On Mar 21, 2014, at 8:25 AM, Philippe Ombredanne <pombredanne at nexb.com> wrote:

> On Fri, Mar 21, 2014 at 11:50 AM, Zev Weiss <zev at bewilderbeest.net> wrote:
>> On Mar 20, 2014, at 12:54 PM, yangmin zhu <zym0017d at gmail.com> wrote:
>>> Hi,
>>> I'm yangmin zhu. I'm a master student from University of Chinese Academy of Sciences and now I'm participating in the Google Summer of Code 2014.
>>> I'm working for the strace project about structured output. You can find more information from [1] and [2]. And I find your work from [3] and [4].
>>> I think it would be great to contact the strace output parser's author to collect their actual needs. I'm trying to modify strace to support output in JSON format.

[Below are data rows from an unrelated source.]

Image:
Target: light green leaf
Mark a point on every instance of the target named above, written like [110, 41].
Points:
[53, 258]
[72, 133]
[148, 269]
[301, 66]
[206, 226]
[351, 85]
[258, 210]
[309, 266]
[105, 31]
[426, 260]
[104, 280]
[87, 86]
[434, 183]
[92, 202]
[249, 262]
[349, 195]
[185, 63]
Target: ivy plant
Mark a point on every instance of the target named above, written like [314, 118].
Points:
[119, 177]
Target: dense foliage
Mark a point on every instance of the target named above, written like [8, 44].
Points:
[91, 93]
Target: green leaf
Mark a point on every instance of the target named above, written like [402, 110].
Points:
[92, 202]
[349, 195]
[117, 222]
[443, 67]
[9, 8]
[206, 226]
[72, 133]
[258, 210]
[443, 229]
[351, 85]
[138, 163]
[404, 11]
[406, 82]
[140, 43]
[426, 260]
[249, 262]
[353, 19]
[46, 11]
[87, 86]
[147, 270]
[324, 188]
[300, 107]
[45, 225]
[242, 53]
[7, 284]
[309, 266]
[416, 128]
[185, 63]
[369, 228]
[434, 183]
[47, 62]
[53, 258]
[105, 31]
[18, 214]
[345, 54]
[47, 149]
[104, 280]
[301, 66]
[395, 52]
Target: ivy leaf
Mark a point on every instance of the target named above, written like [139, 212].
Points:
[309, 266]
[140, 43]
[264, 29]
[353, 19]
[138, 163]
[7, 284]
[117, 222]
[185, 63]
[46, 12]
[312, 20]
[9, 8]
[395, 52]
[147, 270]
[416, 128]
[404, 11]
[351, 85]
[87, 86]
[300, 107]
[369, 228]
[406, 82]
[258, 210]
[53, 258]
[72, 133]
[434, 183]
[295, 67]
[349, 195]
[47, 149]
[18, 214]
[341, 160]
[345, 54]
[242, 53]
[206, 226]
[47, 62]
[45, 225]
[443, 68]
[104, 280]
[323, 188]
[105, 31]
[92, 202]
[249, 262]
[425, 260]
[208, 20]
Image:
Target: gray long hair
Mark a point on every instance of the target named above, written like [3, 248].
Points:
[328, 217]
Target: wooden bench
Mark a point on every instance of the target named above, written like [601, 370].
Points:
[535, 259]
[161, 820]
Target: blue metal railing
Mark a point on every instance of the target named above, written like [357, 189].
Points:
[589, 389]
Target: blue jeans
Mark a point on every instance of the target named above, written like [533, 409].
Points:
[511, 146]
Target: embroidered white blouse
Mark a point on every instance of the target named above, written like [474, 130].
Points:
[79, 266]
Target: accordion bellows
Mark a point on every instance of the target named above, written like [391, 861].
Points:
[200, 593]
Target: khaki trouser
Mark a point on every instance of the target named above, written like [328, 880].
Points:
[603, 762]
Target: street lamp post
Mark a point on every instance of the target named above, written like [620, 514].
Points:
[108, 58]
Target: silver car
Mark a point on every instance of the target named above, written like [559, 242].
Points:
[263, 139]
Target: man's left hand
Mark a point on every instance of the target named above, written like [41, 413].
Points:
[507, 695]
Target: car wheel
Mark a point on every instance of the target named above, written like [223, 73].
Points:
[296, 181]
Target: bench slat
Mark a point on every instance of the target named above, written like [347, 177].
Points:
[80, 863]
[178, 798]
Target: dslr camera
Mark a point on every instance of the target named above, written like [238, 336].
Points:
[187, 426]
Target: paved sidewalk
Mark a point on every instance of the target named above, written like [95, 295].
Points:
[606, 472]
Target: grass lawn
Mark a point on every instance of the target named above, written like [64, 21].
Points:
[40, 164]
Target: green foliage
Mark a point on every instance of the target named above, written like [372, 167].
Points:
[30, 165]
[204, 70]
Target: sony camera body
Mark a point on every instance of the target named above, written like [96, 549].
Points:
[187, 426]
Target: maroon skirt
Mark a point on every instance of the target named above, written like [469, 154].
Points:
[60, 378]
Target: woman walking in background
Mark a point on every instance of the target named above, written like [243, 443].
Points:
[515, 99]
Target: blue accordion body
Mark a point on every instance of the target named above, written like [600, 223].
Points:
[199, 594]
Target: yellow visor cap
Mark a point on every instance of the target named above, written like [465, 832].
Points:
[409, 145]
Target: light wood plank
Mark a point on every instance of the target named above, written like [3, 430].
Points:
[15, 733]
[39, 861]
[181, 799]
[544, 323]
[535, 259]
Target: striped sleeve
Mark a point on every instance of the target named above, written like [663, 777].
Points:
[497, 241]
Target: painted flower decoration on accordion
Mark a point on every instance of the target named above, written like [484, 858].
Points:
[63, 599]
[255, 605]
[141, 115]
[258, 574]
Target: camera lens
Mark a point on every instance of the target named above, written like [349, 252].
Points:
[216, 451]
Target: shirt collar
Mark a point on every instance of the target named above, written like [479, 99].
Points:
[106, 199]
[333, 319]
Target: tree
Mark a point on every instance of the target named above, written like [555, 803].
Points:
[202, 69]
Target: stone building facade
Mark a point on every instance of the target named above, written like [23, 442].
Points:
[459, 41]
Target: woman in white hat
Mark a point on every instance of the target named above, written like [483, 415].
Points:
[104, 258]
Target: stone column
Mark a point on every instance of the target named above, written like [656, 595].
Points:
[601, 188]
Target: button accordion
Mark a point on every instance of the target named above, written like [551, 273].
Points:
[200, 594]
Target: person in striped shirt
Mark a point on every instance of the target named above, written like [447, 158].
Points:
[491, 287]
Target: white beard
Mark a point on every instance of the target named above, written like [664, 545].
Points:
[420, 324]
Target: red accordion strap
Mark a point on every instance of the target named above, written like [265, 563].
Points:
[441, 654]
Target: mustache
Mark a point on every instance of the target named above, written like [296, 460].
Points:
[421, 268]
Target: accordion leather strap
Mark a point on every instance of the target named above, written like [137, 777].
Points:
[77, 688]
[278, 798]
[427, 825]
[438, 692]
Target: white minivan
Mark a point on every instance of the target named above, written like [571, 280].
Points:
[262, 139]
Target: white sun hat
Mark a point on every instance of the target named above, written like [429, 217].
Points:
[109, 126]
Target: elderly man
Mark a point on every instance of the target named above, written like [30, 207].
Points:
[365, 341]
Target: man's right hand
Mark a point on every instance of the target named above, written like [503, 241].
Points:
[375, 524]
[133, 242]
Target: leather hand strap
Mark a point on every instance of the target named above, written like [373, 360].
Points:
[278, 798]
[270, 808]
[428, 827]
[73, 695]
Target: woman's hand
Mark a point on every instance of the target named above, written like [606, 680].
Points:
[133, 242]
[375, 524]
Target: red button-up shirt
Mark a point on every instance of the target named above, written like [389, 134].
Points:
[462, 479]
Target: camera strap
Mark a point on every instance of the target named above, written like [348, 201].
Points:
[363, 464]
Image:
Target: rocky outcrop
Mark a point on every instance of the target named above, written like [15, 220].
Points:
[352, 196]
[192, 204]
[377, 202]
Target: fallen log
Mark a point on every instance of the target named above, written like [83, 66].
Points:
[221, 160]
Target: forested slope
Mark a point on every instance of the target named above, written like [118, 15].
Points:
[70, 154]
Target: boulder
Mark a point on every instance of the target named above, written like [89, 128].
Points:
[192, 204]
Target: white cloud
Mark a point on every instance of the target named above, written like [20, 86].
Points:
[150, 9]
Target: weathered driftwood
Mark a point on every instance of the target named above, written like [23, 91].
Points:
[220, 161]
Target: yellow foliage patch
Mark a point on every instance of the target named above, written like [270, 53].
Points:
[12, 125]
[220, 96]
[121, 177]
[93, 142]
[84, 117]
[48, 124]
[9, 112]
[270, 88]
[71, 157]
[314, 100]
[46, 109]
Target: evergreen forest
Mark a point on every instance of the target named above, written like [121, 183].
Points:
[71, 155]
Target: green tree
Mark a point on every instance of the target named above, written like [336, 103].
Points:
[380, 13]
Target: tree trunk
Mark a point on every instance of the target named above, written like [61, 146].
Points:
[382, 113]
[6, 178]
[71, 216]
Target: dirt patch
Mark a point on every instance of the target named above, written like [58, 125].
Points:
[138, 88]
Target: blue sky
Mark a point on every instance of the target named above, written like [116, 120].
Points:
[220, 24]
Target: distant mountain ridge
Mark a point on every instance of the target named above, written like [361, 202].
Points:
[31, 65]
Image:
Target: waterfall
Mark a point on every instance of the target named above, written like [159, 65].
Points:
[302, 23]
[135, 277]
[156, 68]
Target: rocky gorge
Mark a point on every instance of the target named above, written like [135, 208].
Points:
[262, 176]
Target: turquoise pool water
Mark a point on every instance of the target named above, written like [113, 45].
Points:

But I'm not very clear what the exact format you want.
>>>  For examole,
>>> 1) should all the value in the JSON output be string? or some value should be number?
>>> 2) which of the followling style of syscall's arguments do you prefer?
>>>  "args" : ["arg1", "arg2", "arg3" ]
>>> or
>>>  "arg1" : [ "arg1_name" : "arg1_value", "arg2_name" : "arg2_value" ]
>>> ANY suggestions are welcome.
>>> Thank you.
>>> yangmin zhu
>> 
>> Hi Yangmin,
>> Firstly, thanks for getting in touch!
>> On the specifics you mentioned:
>> 1) I think using "real" types (e.g. actual integers instead of string-encoded ones) wherever possible would be highly preferable in order to simplify parsing by downstream structured-output consumers.
> 
> JSON may have issues with floats as you noted below, so "real" types
> may not be practical for this style and plain strings will work
> alright.
> 

Right, hence my later suggestion that we perhaps consider alternate formats with more useful type systems.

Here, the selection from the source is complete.